Preheat oven to 350°F (177°C).
In a large mixing bowl, whisk together the egg whites, milk, and the cake flavor or vanilla extract.
In another large mixing bowl, whisk together the flour, sugar, baking powder, and salt.
Add the butter to the dry ingredients and mix on medium speed for 30 to 60 seconds.
While the mixer is still running, add the egg and milk mixture to the dry ingredients and butter a third at a time, 20 seconds at a time.
When fully incorporated, scrape down the sides of the mixing bowl, and mix again on high speed for 40 seconds to aerate the batter.
Fold 1/4 cup of the sprinkles into the cake batter and mix until fully incorporated.
Line a 12-count cupcake tray with 12 jumbo cupcake liners.

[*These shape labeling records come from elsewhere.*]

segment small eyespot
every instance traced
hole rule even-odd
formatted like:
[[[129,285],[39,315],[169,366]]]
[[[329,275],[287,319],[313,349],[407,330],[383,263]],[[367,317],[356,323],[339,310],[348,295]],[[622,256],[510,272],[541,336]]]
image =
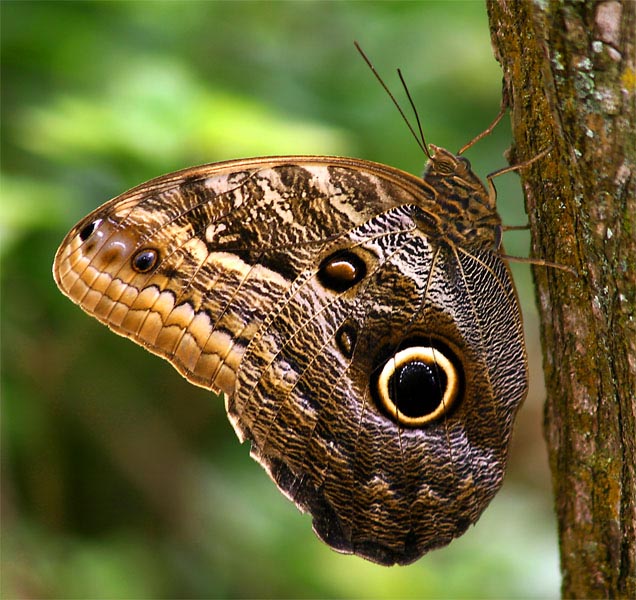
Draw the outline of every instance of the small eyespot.
[[[93,232],[95,231],[95,229],[97,229],[99,227],[99,224],[102,222],[101,219],[96,219],[95,221],[93,221],[92,223],[89,223],[88,225],[86,225],[80,232],[79,232],[79,236],[80,236],[80,240],[82,240],[83,242],[85,242],[89,237],[91,237],[91,235],[93,235]]]
[[[139,250],[132,257],[131,266],[137,273],[149,273],[159,262],[159,252],[152,248]]]
[[[358,283],[367,273],[367,266],[350,250],[339,250],[325,258],[318,268],[322,285],[334,292],[344,292]]]
[[[336,344],[346,358],[353,356],[357,340],[356,325],[351,320],[348,320],[336,331]]]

Fill each line 2/3 high with cake batter.
Bake the cupcakes in the middle of the oven for 30 to 35 minutes or until the cupcakes are golden brown and a toothpick runs clean when probed into the middle of the cupcakes.
Brush a thin layer of simple syrup over the cake and allow the cake to cool completely before serving or frosting.
In a clean mixing bowl, blend together the butter, powdered sugar, and cake flavor or vanilla extract. Blend on high speed for 5 minutes or until the frosting is white in color and fluffy. If desired, add 2 or more drops of food coloring, and blend for another minute.
Allow the cupcakes to cool completely. You can place them in the freezer for 20 minutes if you're short on time.
Using a spatula or a piping bag with an open or star tip, ice each cupcake with the buttercream.
Top your cupcakes with your favorite sprinkles.